Die pummelige Greta mit dem Silberblick war zwei Klassen über uns und uns, betreffend des körperlichen und geistigen Wachstums, deutlich überlegen. Dennoch, jeder von uns beiden war überzeugt davon, der Auserwählte zu sein, derjenige, der irgendwann ran durfte, wenn wir uns auch noch nicht ganz im Klaren darüber waren, was Randürfen im Einzelnen beinhaltete. Der große Johannes mit dem Hinkefuß hatte da so gewisse Zeitschriften von seinem Vater… sagen wir mal… geliehen. Sein Vater war übrigens Bauer Brahms und neben dem Bürgermeister Uhlig die wohlhabendste Person im Ort. Naja, jedenfalls waren diese Zeitschriften sehr aufschlußreich, aber auch ebenso verwirrend. Meine Vorbereitungen fanden meistens vor dem Schlafengehen unter der Bettdecke statt, manchmal auch, wenn ich schon schlief, was mich noch mehr verwirrte, weil ich keinen Einfluss darauf hatte und nicht von der pummeligen Greta träumte, sondern von Fräulein Peters, unserer Lehrerin für den heimatkundlichen Deutschunterricht.

Rocko dagegen schien sich keine Platte zu machen. „Der Bessere möge gewinnen!“, sagte er. Wir rotzten uns in die Hand und schlugen ein, jeder für sich überzeugt, als Sieger aus diesem Duell hervorzugehen, platzend vor mit Überlegenheit überspielter Unsicherheit und einem Hauch von Mitleid für sein Gegenüber. Wir legten uns mächtig ins Zeug, um der pummeligen Greta zu gefallen, aber relativ bald nahm das Ganze ein dramatisches Ende. Wir beobachteten Greta dabei, wie sie heimlich, dachte sie zumindest, hinter dem Kuhstall von Bauer Brahms, am kleinen Johannes vom großen Johannes mit dem Hinkefuß herumleckte. Das Bild und das schmatzende Geräusch verfolgten mich noch lange in meinen Träumen, was den selben Effekt hatte, wie von Fräulein Peters zu träumen, allerdings weitaus verstörender war.

Das war der Beginn unserer bis heute andauernden Freundschaft. Wir fühlten uns von der pummeligen Greta mit dem Silberblick betrogen und ertranken unseren ersten Liebeskummer gemeinsam in einem verstaubten Einmachglas mit vergorenen Pflaumen, die Rocko aus dem Keller des leerstehenden und verfallenen Nachbarhauses gerettet hatte.
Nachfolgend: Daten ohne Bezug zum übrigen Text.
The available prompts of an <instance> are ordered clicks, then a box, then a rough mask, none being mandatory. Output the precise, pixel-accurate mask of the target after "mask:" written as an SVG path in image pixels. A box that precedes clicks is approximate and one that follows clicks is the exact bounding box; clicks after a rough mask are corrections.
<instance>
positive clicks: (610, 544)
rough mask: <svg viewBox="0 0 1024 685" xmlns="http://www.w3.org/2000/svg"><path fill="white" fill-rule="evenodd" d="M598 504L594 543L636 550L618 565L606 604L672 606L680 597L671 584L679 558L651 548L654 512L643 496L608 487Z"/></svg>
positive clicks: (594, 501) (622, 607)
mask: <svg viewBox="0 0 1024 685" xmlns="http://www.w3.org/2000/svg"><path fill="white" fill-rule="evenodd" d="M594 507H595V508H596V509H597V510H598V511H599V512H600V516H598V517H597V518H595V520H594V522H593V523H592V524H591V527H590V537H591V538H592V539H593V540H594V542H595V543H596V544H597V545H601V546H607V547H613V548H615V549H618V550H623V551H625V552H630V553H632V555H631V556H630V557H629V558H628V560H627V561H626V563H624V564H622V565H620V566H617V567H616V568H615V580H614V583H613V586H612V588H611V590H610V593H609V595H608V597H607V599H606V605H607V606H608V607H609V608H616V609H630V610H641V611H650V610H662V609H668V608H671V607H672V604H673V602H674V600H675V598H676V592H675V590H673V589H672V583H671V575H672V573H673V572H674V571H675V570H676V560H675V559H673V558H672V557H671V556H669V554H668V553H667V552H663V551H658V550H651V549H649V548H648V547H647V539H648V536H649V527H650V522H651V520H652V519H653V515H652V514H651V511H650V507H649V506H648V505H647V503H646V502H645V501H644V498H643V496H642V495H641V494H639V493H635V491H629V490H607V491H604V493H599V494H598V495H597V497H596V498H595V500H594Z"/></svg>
Wir verkrochen uns damit im halb zugewachsenen Schuppen selbigen Hauses, teilten unseren Schatz wie Brüder, wichsten danach um die Wette, bis der Wundschmerz einsetzte und stellten uns dabei vor, wie Greta mit uns machte, was sie mit dem großen Johannes getan hatte. Wir fühlten uns verdammt männlich. Den gewaltigen Dünnschiss und die Bauchkrämpfe noch am selben Abend wird wohl keiner von uns beiden jemals vergessen. Da war es dann schlagartig vorbei mit der Männlichkeit.

Die Rosette brannte, der Pimmel beim Pinkeln auch, und wir haben geheult, wie die kleinen Kinder, an denen wir wesentlich näher dran waren, als an den Männern für die wir uns wenige Stunden zuvor noch gehalten hatten.